JERUSALEM (Mar. 27)
Sen. Jacob K. Javits (R.NY), insisting that there is no “crisis” between the United States and Israel, nevertheless urged Israel today to reconsider its positions on controversial issues where it does not see eye-to-eye with the U.S.
Javits, who arrived here last night, spoke to newsmen after a meeting with Foreign Minister Moshe Dayan. He is scheduled to meet Premier Menachem Begin and other ministers as well as Labor Party leaders Shimon Peres, Yitzhak Rabin and Yigal Allon, before he leaves tomorrow.
The Senator suggested that Israel should ponder whether there are real points of difference between itself and the U.S. or whether the differences stem from a misunderstanding.

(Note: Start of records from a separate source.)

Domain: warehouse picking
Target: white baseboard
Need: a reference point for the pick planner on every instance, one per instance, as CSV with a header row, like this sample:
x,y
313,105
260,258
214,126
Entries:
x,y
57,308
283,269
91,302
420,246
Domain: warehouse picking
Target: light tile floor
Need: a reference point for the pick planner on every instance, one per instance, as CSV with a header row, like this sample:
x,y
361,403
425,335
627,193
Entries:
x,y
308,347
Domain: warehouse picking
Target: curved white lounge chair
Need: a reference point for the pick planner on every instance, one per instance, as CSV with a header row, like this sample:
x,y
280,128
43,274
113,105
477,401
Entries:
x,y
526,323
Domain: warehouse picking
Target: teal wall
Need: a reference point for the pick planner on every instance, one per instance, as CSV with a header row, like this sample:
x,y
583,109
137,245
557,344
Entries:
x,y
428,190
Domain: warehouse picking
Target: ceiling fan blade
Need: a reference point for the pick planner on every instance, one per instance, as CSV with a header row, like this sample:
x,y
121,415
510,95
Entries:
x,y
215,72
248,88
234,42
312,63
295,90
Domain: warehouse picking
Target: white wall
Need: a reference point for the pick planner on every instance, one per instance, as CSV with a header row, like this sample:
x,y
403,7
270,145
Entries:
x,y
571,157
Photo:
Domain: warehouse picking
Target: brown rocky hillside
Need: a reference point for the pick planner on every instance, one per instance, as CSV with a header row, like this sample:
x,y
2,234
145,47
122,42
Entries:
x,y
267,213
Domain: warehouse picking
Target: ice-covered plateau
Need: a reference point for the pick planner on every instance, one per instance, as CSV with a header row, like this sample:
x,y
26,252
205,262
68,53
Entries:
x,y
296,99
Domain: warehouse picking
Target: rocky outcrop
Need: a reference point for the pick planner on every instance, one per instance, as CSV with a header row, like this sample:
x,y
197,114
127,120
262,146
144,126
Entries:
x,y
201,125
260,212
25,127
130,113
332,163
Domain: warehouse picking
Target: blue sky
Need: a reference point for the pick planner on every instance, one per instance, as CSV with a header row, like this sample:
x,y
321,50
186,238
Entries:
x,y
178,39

He said that for his part he would do whatever he could to clear up any misunderstandings.
Javits assured Israelis that they still have many friends in the Senate and enjoy a great deal of sympathy in the U.S. He said it was still possible to find 76 Senators prepared to sign a letter in support of Israel, as was the case during the Ford Administration’s “reassessment” of Middle East policy in 1975.
With respect to Begin’s difficult meetings with President Carter last week, Javits said: “I believe a sharp difference of opinion has developed, perhaps not even justified, between the President and the Premier. It may develop between friends, it can even develop between husbands and wives; that doesn’t mean that they divorce.”